But in a new setback for relief operations, local Muslim authorities refused to let a U.N. aid convoy take out by road any of the other 30,000 refugees trapped in Srebrenica. Peacekeepers arrived Sunday after defenders signed a truce that amounted to a virtual surrender of the town--one of only three remaining Muslim enclaves in eastern Bosnia-Herzegovina.

In Washington, President Clinton sought allied support for joint action in Bosnia, including possible use of military force to make defiant Bosnian Serbs accept an international peace plan, U.S. officials said.

Clinton’s national security aides, after a series of top-secret sessions, have sent him a series of military options, “all of them bad,” said Defense Secretary Les Aspin.

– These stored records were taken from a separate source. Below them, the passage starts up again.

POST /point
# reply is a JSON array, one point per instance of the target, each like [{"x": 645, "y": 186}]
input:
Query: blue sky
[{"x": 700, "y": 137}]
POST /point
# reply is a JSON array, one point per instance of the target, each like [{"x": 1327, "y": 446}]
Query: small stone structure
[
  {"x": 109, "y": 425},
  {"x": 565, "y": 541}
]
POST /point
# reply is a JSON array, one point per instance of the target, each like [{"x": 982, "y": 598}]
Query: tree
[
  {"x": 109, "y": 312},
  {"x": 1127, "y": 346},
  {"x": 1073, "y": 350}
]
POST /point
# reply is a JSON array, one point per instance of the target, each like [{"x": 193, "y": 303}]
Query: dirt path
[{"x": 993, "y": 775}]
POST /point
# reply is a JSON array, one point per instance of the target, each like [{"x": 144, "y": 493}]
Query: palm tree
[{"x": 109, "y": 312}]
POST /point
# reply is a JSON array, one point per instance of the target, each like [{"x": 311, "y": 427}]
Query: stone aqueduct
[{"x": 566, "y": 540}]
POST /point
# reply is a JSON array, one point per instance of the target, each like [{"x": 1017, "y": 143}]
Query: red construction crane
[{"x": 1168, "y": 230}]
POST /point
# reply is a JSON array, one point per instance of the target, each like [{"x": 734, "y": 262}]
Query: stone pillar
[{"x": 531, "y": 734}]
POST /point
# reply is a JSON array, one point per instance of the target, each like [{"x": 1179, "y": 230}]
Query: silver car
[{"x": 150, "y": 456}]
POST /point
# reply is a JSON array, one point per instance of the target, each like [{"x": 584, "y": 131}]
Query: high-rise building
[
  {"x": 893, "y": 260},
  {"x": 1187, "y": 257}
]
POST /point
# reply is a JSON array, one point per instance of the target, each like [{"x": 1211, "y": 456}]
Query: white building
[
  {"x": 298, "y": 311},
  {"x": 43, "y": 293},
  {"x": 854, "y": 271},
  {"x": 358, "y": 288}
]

Aspin declined to specify the options, saying the situation is too sensitive, but said that “the situation is so bad (that) talking about it can give you a splitting headache.”

Although one option would be to do nothing, Aspin said, “nobody argued for that.”

An Aspin aide later said the secretary was especially frustrated because the Clinton Administration has been unsuccessful in persuading European allies to take a more active role in resolving the crisis.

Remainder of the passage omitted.